The opinion of the court was delivered by: Frank C. Damrell, Jr. United States District Judge
This matter is before the court on the motion of defendants' Mortgageit, Inc. ("Mortgageit") and Mortgage Electronic Registration Systems ("MERS") motion to dismiss plaintiff Delicia Mason's ("plaintiff") second amended complaint pursuant to Federal Rule of Civil Procedure ("FRCP") 12(b)(6). On February 26, 2010, plaintiff filed an amended opposition to defendants' motions to dismiss, which included a request for leave to amend her first amended complaint. In this request, plaintiff seeks to remove her claims under the Truth in Lending Act ("TILA") and the Real Estate Settlement Procedures Act ("RESPA") stating she is unable to obtain facts to support these claims. (Pl.'s Am. Opp'n Mot. Dismiss, filed Feb. 26, 2010, 16:2-19.) The court interprets this as a request for dismissal of the TILA and RESPA claims. Accordingly, plaintiff's TILA and RESPA claims are dismissed. See, e.g. Fed. R. Civ. Pro. 41(a); Swedberg v. Marotzke, 339 F.3d 1139 (9th Cir. 2003) (defendant's filing of a motion to dismiss, pursuant to FRCP 12(b), does not prevent the plaintiff from later filing a voluntary dismissal).
Dismissal of the TILA and RESPA claims leaves the complaint devoid of any federal claims. The remaining claims are state law claims for negligence, violation of the California Rosenthal Act, breach of fiduciary duty, fraud, violation of California Business and Professions Code §§ 17200 et seq., breach of contract, breach of the implied covenant of good faith and fair dealing, and wrongful foreclosure. (Pl.'s First Am. Compl. ("Compl.").)
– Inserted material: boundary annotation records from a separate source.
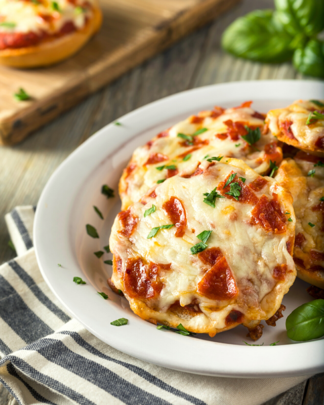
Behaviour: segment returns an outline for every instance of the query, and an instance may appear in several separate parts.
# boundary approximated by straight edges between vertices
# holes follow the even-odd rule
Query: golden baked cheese
[[[299,100],[270,110],[266,125],[280,141],[306,152],[324,152],[324,100]]]
[[[273,179],[236,159],[193,163],[117,215],[111,280],[153,323],[211,336],[253,328],[295,280],[295,222]]]
[[[156,182],[174,176],[195,160],[218,156],[240,158],[262,174],[269,171],[270,160],[278,166],[282,158],[281,148],[270,133],[262,134],[264,118],[251,108],[251,102],[200,112],[137,148],[119,183],[122,209],[139,201]],[[252,144],[242,136],[247,136],[246,139]]]
[[[282,160],[275,178],[294,198],[297,275],[324,289],[324,159],[299,152]]]

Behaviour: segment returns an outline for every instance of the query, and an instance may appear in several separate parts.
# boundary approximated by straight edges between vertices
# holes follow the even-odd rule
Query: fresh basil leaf
[[[261,137],[261,132],[259,127],[255,130],[252,130],[247,126],[245,126],[245,129],[248,131],[246,135],[241,135],[244,140],[248,142],[250,146],[253,146],[256,142],[257,142]]]
[[[322,0],[274,0],[278,19],[292,35],[312,36],[324,28]]]
[[[304,48],[296,50],[293,62],[301,73],[324,77],[324,42],[310,39]]]
[[[242,342],[244,342],[246,345],[248,345],[248,346],[263,346],[263,343],[262,345],[250,345],[249,343],[247,343],[244,340],[242,340]]]
[[[209,206],[212,207],[213,208],[215,208],[215,203],[216,198],[225,198],[223,195],[221,195],[220,194],[218,194],[217,191],[216,191],[216,188],[217,187],[215,187],[214,190],[212,190],[210,193],[204,193],[202,194],[206,196],[206,198],[204,199],[204,202],[206,204],[208,204]]]
[[[87,229],[87,233],[90,236],[94,238],[99,237],[99,235],[98,234],[98,233],[96,230],[96,228],[94,228],[92,225],[87,224],[87,225],[86,225],[86,228]]]
[[[201,129],[198,130],[198,131],[196,131],[195,133],[192,134],[192,136],[196,136],[196,135],[200,135],[200,134],[203,134],[207,131],[208,131],[207,128],[201,128]]]
[[[155,228],[153,228],[150,233],[147,235],[147,239],[150,239],[151,237],[155,236],[159,229],[170,229],[174,226],[174,224],[170,224],[170,225],[161,225],[160,226],[157,226]]]
[[[105,294],[104,293],[99,293],[99,291],[97,292],[99,295],[101,295],[101,297],[104,299],[104,300],[107,300],[108,299],[108,296],[107,294]]]
[[[241,195],[241,190],[242,187],[239,185],[238,183],[231,183],[229,185],[230,190],[229,192],[225,193],[232,197],[237,201],[238,201],[238,197]]]
[[[237,173],[232,173],[232,174],[228,178],[227,181],[225,183],[225,186],[223,187],[223,189],[224,189],[225,187],[227,187],[231,182],[231,181],[233,181],[236,174]]]
[[[150,208],[149,208],[148,210],[146,210],[144,212],[144,218],[146,218],[148,215],[150,215],[151,214],[153,214],[153,212],[155,212],[156,209],[156,207],[154,206],[154,204],[152,204],[152,207]]]
[[[224,157],[223,156],[213,156],[213,157],[210,157],[209,159],[207,159],[207,161],[213,161],[213,160],[217,160],[217,161],[220,161],[222,160],[222,158]]]
[[[203,231],[199,235],[197,235],[198,239],[200,239],[204,244],[206,244],[209,239],[209,237],[212,234],[213,231]]]
[[[94,252],[94,254],[96,255],[96,256],[97,256],[97,257],[98,257],[98,259],[100,259],[101,257],[101,256],[103,255],[104,253],[104,252],[103,252],[102,250],[99,250],[98,252]]]
[[[77,284],[87,284],[86,281],[84,281],[80,277],[73,277],[73,280]]]
[[[277,63],[291,59],[292,39],[273,10],[257,10],[237,18],[225,30],[222,46],[235,56]]]
[[[269,175],[269,177],[272,177],[274,174],[275,171],[277,170],[279,168],[276,165],[276,162],[272,161],[271,159],[270,160],[270,168],[272,170],[271,173]]]
[[[324,336],[324,300],[314,300],[296,308],[286,321],[288,337],[305,342]]]
[[[104,184],[101,188],[101,193],[105,195],[107,198],[112,198],[114,197],[114,191],[110,187],[108,187],[107,184]]]
[[[126,318],[119,318],[119,319],[110,322],[110,325],[114,326],[123,326],[123,325],[127,325],[128,322],[128,319]]]
[[[196,253],[199,253],[200,252],[204,251],[207,247],[207,245],[204,244],[204,242],[199,242],[198,244],[194,245],[192,248],[190,248],[190,252],[191,254],[195,255]]]
[[[96,211],[97,214],[99,215],[99,216],[101,218],[101,219],[103,219],[103,216],[101,213],[101,211],[99,210],[99,209],[96,207],[96,206],[93,206],[94,210]]]

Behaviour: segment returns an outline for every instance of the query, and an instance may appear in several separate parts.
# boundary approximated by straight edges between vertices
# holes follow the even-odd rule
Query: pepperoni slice
[[[124,228],[122,230],[118,231],[118,233],[126,237],[129,237],[135,229],[138,222],[138,218],[131,214],[130,210],[121,211],[118,214],[118,217]]]
[[[284,281],[287,272],[287,264],[278,264],[273,269],[273,278],[279,281]]]
[[[223,254],[219,248],[213,247],[205,249],[198,253],[197,256],[205,264],[210,264],[211,266],[214,266],[218,259],[223,256]]]
[[[291,126],[292,125],[292,121],[284,121],[283,123],[280,124],[280,127],[287,138],[289,138],[290,139],[296,139],[297,141],[297,140],[295,137],[295,135],[293,133],[293,131],[292,131],[292,129],[291,128]]]
[[[255,191],[260,191],[267,183],[268,180],[266,179],[259,176],[250,183],[249,187]]]
[[[287,227],[287,219],[281,210],[276,194],[272,194],[272,199],[269,201],[263,194],[259,202],[251,211],[252,225],[261,225],[267,232],[274,233],[284,233]]]
[[[224,256],[206,272],[198,284],[198,291],[212,300],[229,300],[236,295],[235,280]]]
[[[225,324],[226,326],[229,326],[233,323],[241,323],[243,318],[244,315],[241,312],[236,309],[232,309],[225,318]]]
[[[169,160],[169,157],[162,153],[151,153],[147,159],[145,165],[154,165],[160,161]]]
[[[169,201],[164,203],[163,208],[177,228],[175,236],[182,237],[187,226],[187,216],[182,203],[175,197],[171,197]]]

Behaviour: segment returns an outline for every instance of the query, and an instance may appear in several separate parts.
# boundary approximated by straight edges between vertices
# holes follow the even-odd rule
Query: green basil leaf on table
[[[270,63],[289,60],[293,37],[273,10],[257,10],[238,18],[225,31],[223,48],[236,56]]]
[[[286,321],[288,337],[305,342],[324,336],[324,300],[314,300],[296,308]]]
[[[304,48],[296,50],[293,62],[301,73],[324,77],[324,42],[310,39]]]
[[[323,0],[274,0],[278,19],[291,35],[312,36],[324,29]]]

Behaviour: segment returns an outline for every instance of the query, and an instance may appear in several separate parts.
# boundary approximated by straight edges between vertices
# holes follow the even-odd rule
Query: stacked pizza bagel
[[[256,340],[296,267],[322,287],[324,104],[266,117],[251,104],[189,117],[124,170],[108,284],[143,319],[211,336],[242,324]]]

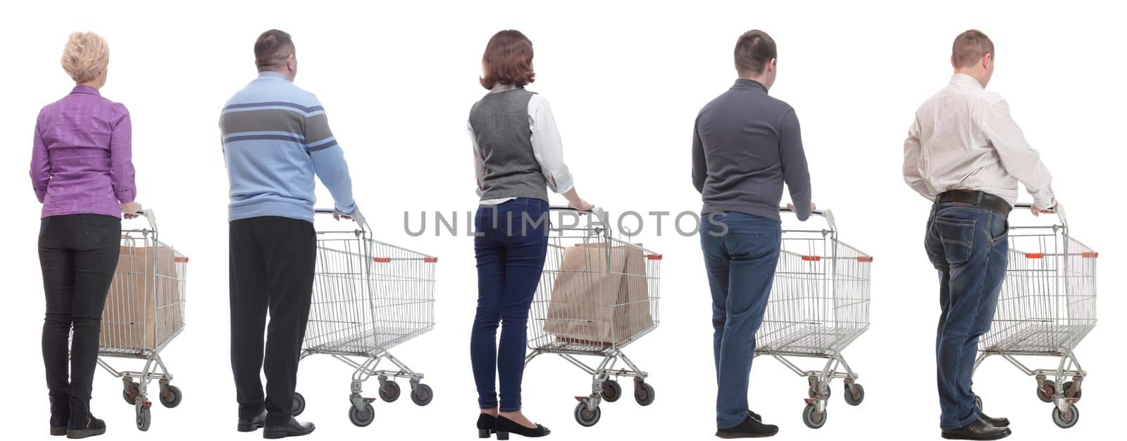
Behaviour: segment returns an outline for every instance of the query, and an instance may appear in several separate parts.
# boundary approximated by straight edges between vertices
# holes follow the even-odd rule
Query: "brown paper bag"
[[[544,331],[560,341],[610,345],[654,325],[646,262],[635,246],[578,244],[564,251]]]
[[[123,245],[101,313],[99,345],[157,349],[183,328],[183,274],[177,263],[184,261],[168,246]]]

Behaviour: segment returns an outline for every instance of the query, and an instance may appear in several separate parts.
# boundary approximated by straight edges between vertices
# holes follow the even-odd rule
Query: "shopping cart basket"
[[[172,374],[160,352],[184,331],[188,258],[158,238],[157,216],[139,212],[148,228],[122,230],[114,281],[101,313],[98,366],[124,384],[122,397],[133,406],[139,430],[152,422],[149,384],[160,386],[160,404],[176,407],[184,395],[170,385]],[[144,360],[140,371],[117,370],[109,358]]]
[[[318,209],[317,214],[332,210]],[[375,420],[372,402],[361,395],[364,381],[376,377],[379,395],[399,398],[396,378],[406,378],[411,400],[425,406],[434,398],[423,374],[389,352],[434,328],[434,263],[438,258],[375,241],[366,223],[348,231],[317,232],[313,300],[301,358],[329,354],[355,368],[348,396],[348,420],[366,426]],[[391,370],[376,369],[387,360]],[[293,414],[305,408],[294,394]]]
[[[872,256],[837,240],[832,212],[813,214],[827,227],[782,231],[771,297],[755,335],[755,357],[771,356],[807,378],[802,422],[818,429],[826,423],[829,384],[835,378],[845,384],[845,403],[857,406],[864,399],[864,388],[842,350],[869,328]],[[822,370],[804,370],[793,358],[826,361]]]
[[[1028,210],[1030,205],[1014,208]],[[1076,402],[1088,372],[1073,349],[1095,327],[1099,253],[1068,234],[1061,207],[1057,217],[1056,225],[1010,226],[1010,267],[975,369],[986,358],[1001,356],[1036,378],[1037,397],[1053,403],[1053,422],[1067,429],[1080,421]],[[1056,369],[1031,369],[1017,359],[1023,356],[1057,358]]]
[[[594,214],[601,222],[579,225],[577,220],[549,228],[544,271],[531,305],[532,352],[525,358],[527,364],[540,354],[554,353],[592,376],[591,395],[576,397],[575,420],[584,426],[598,422],[602,400],[622,396],[622,386],[612,377],[632,377],[635,400],[642,406],[654,403],[648,374],[622,349],[659,323],[662,254],[612,237],[605,214]],[[596,357],[600,362],[587,364],[579,356]],[[620,361],[624,367],[618,367]]]

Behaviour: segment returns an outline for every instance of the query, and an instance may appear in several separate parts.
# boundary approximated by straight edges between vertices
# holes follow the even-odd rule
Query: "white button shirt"
[[[494,84],[489,93],[512,90],[513,84]],[[478,137],[473,134],[473,126],[469,122],[465,128],[470,132],[470,142],[473,144],[473,170],[478,177],[478,196],[481,196],[481,180],[485,178],[485,156],[478,147]],[[552,116],[552,108],[548,106],[548,100],[534,93],[529,99],[529,129],[532,130],[532,154],[540,163],[540,170],[548,179],[548,188],[558,194],[568,192],[574,187],[571,173],[564,163],[564,142],[560,141],[560,130],[556,127],[556,117]],[[499,205],[515,198],[487,199],[479,205]]]
[[[1056,205],[1053,177],[1010,106],[961,73],[916,110],[904,141],[904,181],[929,200],[948,190],[980,190],[1011,206],[1021,181],[1038,208]]]

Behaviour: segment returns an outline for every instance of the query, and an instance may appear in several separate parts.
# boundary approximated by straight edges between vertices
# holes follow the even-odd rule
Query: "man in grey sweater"
[[[755,332],[763,322],[781,225],[783,182],[800,220],[814,210],[795,109],[767,96],[774,40],[749,30],[736,43],[739,79],[701,109],[693,130],[693,184],[701,192],[701,250],[712,291],[712,349],[720,438],[770,436],[747,405]]]

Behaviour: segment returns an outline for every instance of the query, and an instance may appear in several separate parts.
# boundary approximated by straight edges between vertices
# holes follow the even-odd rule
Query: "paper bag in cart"
[[[613,245],[607,258],[607,246],[564,250],[544,321],[544,331],[558,340],[611,345],[654,325],[644,251]]]
[[[101,314],[99,345],[152,350],[184,327],[178,261],[183,258],[163,245],[121,248]]]

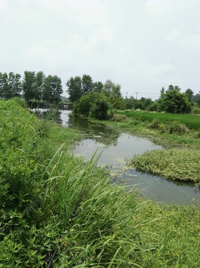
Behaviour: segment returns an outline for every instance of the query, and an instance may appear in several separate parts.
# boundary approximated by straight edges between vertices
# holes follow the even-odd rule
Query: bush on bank
[[[80,98],[73,105],[75,115],[82,115],[97,119],[105,119],[111,104],[104,94],[91,92]]]

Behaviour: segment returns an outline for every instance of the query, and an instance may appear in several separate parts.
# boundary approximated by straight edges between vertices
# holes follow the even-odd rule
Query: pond
[[[31,111],[35,110],[31,109]],[[48,109],[37,110],[39,116],[51,114]],[[116,179],[122,180],[130,187],[136,185],[141,193],[155,201],[180,205],[200,203],[199,189],[194,184],[180,181],[167,180],[164,178],[142,174],[129,167],[129,160],[135,154],[147,150],[163,147],[153,141],[130,135],[103,124],[93,122],[80,117],[69,116],[69,110],[58,110],[50,118],[66,127],[80,130],[83,139],[77,145],[74,152],[90,159],[92,153],[99,148],[104,147],[98,164],[110,169]]]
Subject to the conditions set forth in 28 U.S.C. § 1367(c), district courts may decline to exercise supplemental jurisdiction over state law claims. See Acri v. Varian Associates, Inc., 114 F.3d 999, 1000 (9th Cir. 1997)(en banc). The court's decision whether to exercise supplemental jurisdiction should be informed by values of "economy, convenience, fairness, and comity." Id. at 1001 (citations omitted). Further, primary responsibility for developing and applying state law rests with the state courts. Therefore, when federal claims are eliminated before trial, district courts should usually decline to exercise supplemental jurisdiction. See Carnegie-Mellon Univ. v. Cohill, 484 U.S. 343, 350 (1988); Gini v. Las Vegas Metropolitan Police Dept., 40 F.3d 1041, 1046 (9th Cir. 1994) ("[I]n the usual case in which federal-law claims are eliminated before trial, the balance of factors . . . will point toward declining to exercise jurisdiction over the remaining state law claims.")(quoting Schneider v. TRW Inc., 938 F.2d 986, 993 (9th Cir. 1991)). In accordance with 28 U.S.C. § 1367(c), the court declines to exercise supplemental jurisdiction over plaintiff's remaining state law claims.
Accordingly, plaintiff's complaint is DISMISSED without prejudice.